The Luna Eclipse 42T has a 25 mm inboard offset, which brings the CL to 9 mm outboard of the BB shell. ( 34-25=9 mm)
If i used a Luna Mini 30t which has a 8 mm inboard offset, which brings the chain line to 26 mm outboard of the BB shell. (34-8=26)

The stock CL is 16, the 42t moves this inboard to 9 and the 30t moves it outboard to 26.
if I use the 42t then the CL is not ideal for the smaller chain rings on the cassette and if I use the 30t then the CL is not ideal for the larger inboard chain rings on the cassette.

Questions
1 I have read online where BBSHD users rave about using the luna mini 30t versus the 42t because it makes the motor much more responsive accelerating and climbing with only a few mph loss in top speed.

2 A Luna 36t has the same 8 mm offset as the 30t so exactly the same CL but a more in between gearing?

3 I have a hard time making SramNX 1 x 12 chain last on my Haibike. What chain should I use with the more powerful BBSHD?

4 Am I over thinking this project?

Thanks
Highroad 2


----------



## fos'l (May 27, 2009)

My conversion(s) were BBS02, but the same applies. 
1) If your BB is 73mm, you won't be able to use the "jam" nut to secure the motor; some have used Locktite successfully to keep the nut from loosening, but I needed to go to a bike(s) with 68mm.
2) The engine has enough power that 11-17-28 gearing - 8 speed spacing - was adequate with the Lekkie 42t or Luna 30t rings.

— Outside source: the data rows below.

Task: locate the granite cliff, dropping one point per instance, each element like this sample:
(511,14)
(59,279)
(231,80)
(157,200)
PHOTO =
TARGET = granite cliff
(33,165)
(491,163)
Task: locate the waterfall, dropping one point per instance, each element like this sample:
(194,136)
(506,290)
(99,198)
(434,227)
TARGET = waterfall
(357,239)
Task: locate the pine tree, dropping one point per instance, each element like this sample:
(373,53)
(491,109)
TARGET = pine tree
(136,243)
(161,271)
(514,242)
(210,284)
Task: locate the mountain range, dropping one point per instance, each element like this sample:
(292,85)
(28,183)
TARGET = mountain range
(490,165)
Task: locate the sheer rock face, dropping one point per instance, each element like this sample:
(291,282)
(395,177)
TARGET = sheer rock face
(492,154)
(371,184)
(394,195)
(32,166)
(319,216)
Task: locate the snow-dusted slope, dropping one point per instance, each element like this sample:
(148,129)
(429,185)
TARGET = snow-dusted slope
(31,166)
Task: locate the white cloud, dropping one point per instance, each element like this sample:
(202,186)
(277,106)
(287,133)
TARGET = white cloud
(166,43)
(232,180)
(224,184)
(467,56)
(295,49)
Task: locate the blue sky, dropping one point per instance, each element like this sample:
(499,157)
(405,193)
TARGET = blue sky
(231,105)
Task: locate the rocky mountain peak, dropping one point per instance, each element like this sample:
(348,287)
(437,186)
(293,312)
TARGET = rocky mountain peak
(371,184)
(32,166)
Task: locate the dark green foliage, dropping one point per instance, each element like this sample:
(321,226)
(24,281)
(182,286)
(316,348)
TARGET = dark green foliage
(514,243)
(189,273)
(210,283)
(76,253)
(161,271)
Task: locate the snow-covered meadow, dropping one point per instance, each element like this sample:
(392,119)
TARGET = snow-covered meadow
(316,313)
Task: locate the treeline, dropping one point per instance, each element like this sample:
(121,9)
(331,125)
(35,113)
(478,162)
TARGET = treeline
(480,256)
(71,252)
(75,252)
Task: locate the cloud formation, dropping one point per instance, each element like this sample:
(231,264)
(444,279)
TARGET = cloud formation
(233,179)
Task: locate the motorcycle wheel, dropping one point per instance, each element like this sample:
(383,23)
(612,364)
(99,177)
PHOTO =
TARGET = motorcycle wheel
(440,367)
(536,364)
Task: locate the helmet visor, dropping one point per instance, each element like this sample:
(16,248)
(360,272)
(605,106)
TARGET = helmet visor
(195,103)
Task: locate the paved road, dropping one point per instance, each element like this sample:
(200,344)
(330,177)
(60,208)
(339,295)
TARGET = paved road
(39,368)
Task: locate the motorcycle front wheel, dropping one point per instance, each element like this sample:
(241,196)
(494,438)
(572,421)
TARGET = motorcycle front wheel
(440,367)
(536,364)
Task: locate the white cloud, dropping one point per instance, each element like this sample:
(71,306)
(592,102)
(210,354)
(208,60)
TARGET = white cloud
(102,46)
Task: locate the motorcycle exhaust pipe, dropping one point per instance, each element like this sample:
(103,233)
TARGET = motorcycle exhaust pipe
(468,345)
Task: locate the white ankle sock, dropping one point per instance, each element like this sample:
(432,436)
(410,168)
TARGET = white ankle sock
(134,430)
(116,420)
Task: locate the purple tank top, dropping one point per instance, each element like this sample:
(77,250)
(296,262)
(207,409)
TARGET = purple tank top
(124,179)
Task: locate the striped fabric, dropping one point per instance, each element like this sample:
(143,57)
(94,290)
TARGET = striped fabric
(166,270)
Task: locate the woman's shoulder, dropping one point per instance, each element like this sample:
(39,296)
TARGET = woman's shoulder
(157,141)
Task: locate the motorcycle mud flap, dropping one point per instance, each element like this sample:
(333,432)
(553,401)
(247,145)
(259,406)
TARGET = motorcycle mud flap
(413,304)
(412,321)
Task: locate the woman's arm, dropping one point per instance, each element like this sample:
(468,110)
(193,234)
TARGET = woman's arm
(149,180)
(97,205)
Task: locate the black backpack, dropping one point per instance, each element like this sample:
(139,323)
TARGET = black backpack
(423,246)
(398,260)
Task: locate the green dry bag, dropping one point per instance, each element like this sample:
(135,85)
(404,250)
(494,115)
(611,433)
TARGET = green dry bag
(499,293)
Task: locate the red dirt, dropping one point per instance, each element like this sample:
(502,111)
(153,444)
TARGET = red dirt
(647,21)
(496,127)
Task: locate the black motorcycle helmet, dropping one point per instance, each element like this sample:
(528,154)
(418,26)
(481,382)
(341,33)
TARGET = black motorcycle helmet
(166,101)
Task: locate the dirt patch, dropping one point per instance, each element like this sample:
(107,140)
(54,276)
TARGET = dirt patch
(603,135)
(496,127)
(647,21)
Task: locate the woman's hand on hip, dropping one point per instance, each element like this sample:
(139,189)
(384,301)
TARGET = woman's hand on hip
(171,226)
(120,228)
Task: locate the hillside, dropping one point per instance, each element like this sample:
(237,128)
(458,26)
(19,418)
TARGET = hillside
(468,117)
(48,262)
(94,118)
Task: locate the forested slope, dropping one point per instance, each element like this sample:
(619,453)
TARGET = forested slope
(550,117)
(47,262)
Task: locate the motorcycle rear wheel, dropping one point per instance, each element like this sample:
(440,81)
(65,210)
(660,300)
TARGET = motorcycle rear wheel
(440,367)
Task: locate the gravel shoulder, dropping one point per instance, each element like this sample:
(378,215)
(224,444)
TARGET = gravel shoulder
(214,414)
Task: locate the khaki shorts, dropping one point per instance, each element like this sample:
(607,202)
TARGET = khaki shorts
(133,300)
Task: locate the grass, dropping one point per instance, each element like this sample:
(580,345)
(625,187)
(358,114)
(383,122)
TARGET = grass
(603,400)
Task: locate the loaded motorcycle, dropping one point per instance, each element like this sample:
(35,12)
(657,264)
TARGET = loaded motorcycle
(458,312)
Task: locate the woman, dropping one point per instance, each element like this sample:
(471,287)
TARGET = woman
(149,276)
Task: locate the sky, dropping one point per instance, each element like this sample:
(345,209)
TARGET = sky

I spaced the rings to the outside end of the cassette.
3) Lekkie cranks will resolve the discrepancy in distance between the crank arms and the chainstays.


----------



## portnuefpeddler (Jun 14, 2016)

As a Rohloff hub user, on my Surly Wednesday/BBSHD combo, any chain issues are largely in the past! A perfect chain line, no matter what gear I'm in, and a bigger and tougher chain. Riding in deep snow just now, I just put the bike in the shop and noticed the rear wheel was totally packed with snow, kinda wet heavy snow. I take it for granted now, but I think a derailleur system would have been challenged by that snow today. The BBSHD is working great also in these conditions, and has been for 3 years now. The extra power it has is much appreciated, as is the throttle, when getting started, especially when you put a foot down and the snow is knee deep.


----------



## Cody01 (Jul 23, 2014)

I had an alignment issue after my BBSHD install contacted Luna. Even though I was leaning toward the 36T mini at first since I do tight twisty hills they suggested the Eclipse so I went with that. I don't have a lot of miles yet but things seem to be going well. I have two ebikes and think that carrying a spare chain on each is the most advisable thing to do.


----------



## portnuefpeddler (Jun 14, 2016)




----------



## dundundata (May 15, 2009)

I have a Luna 48t and another 44t chainring on the way from China. They are both offset like the original ring to come in towards the bike.


----------